Витюша в школу ходил с удовольствием не потому, что его там хвалили и ставили другим в пример, а ведь было за что: писал аккуратно, ровненько, без ошибок; всегда был готов рассказать стишок - память была детская, всё впитывал как губка.
Школа ему нравилась из-за переменок, когда свора мальчишек перелазила через каменный забор, который отделял школьный участок от пустыря и…. Первоклашки играли в футбол. Ветер гонял выгоревшую траву по пустырю, а ребятня гонялась за норовистым мячом, пытаясь загнать его в так называемые ворота - в пространство, огороженное двумя камнями.
Витёк бежал, что было сил, с мячом между тоненьких ног и ему казалось, что больше никого не существует в целом мире - есть он и мяч, который непременно попадал в «ворота». Мальцы играли только на большой переменке, и каждый раз Витёк забивал голы. Было приятно, что первачки любили его не за похвалы училки, а за сноровку на пустыре, за умение так классно промчаться по полю и забить гол. Но однажды на пустырь пришли старшеклассники.

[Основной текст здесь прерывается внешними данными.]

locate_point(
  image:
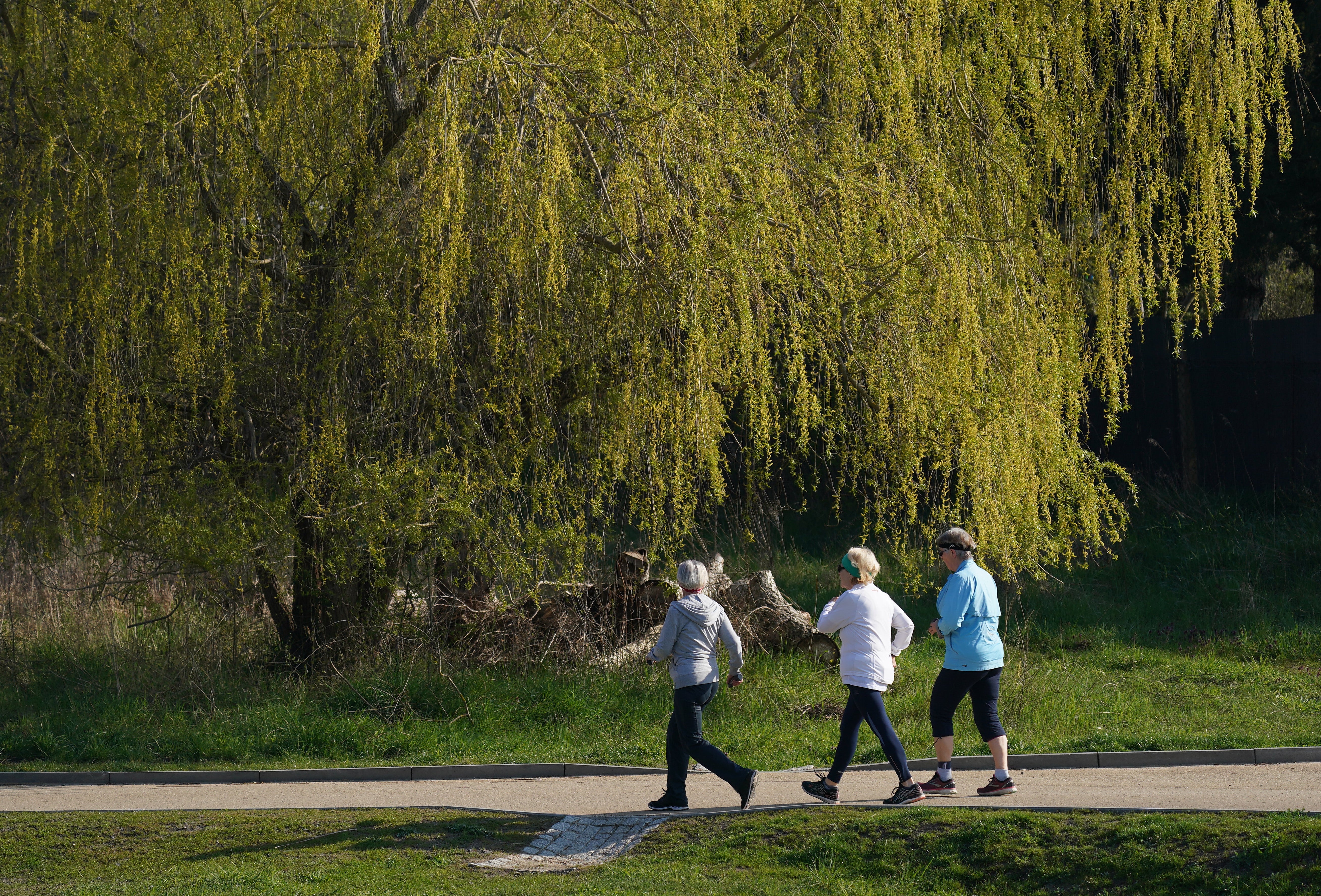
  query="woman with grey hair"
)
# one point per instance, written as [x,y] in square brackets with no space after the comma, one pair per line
[689,639]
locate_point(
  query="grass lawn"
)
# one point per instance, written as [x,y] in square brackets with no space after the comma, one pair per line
[1205,632]
[837,850]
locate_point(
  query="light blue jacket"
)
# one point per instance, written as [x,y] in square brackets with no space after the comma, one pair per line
[970,615]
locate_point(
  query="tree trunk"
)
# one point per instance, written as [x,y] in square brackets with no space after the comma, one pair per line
[1187,429]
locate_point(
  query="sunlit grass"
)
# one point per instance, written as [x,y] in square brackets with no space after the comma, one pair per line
[824,850]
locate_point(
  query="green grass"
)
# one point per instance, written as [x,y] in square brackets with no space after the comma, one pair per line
[801,852]
[1203,634]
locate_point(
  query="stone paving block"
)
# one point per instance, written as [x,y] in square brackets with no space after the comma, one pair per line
[55,778]
[384,774]
[1270,755]
[209,776]
[1166,758]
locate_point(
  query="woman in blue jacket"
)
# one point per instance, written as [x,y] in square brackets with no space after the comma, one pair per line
[974,659]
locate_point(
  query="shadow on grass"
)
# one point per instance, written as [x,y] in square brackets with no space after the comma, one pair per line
[497,834]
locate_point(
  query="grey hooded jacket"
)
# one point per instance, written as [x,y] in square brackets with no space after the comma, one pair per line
[689,638]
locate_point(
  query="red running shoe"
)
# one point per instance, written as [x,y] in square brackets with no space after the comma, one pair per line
[998,788]
[938,788]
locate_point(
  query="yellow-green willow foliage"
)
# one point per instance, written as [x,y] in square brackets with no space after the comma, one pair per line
[377,281]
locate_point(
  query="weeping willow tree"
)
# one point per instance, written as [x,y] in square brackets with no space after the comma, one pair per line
[360,283]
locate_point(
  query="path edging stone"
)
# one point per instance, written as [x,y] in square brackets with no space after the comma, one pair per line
[1028,762]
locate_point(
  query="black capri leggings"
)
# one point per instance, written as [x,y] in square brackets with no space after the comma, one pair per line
[948,693]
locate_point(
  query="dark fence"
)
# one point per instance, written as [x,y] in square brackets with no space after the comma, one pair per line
[1242,410]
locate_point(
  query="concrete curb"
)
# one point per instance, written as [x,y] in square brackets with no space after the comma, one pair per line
[306,775]
[1029,762]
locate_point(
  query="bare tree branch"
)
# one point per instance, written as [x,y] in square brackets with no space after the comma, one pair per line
[765,45]
[41,347]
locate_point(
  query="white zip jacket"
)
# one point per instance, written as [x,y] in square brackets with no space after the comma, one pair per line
[864,616]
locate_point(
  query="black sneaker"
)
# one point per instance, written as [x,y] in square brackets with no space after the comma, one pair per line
[822,792]
[748,790]
[669,804]
[904,796]
[998,788]
[936,787]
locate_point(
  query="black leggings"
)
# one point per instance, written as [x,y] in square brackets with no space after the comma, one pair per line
[948,693]
[866,703]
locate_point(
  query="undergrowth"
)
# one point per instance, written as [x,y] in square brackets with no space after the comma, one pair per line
[1203,632]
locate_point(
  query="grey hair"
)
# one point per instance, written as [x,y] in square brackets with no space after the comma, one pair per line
[693,575]
[958,540]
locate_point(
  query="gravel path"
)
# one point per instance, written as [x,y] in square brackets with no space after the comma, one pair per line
[1199,787]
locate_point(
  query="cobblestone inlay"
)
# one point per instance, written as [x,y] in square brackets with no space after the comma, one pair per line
[575,842]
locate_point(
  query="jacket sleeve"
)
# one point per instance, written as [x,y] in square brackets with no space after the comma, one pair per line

Обычно хлопчики курили в туалете, а потом насмехались над девчонками в школьном дворе, поплёвывая на асфальт и страшно матерясь. А тут прошел слух, что какой-то малец хорошо забивает голы на пустыре, так они и повалили. Стали, закурили странные самокрутки с самосадом, наблюдая за игрой шпендриков. Потом загрызли маслянкой. Витёк ничего этого не видел, носился по пустырю и забивал, забивал.
А когда зазвенел звонок на урок, ватага старшеклассников кинулась к нему и стала так больно шлепать и пинать его, что если б не учитель физкультуры, позвавший их в спортзал - неизвестно, чем бы и закончилось такое похлопывание. Витюша еле высидел урок пения - тело болело от многочисленных кровоподтеков от щипков и ударов. На следующий день, еле приволочась в школу, Витёк решил стать болельщиком. А что? Ори себе, и никто тебя не будет трогать и бить.
Мальчишки долго звали его погонять мяч, но он заартачился, решил примкнуть к старшеклассникам, которые по воскресеньям ездили в Краснодар на футбольные матчи.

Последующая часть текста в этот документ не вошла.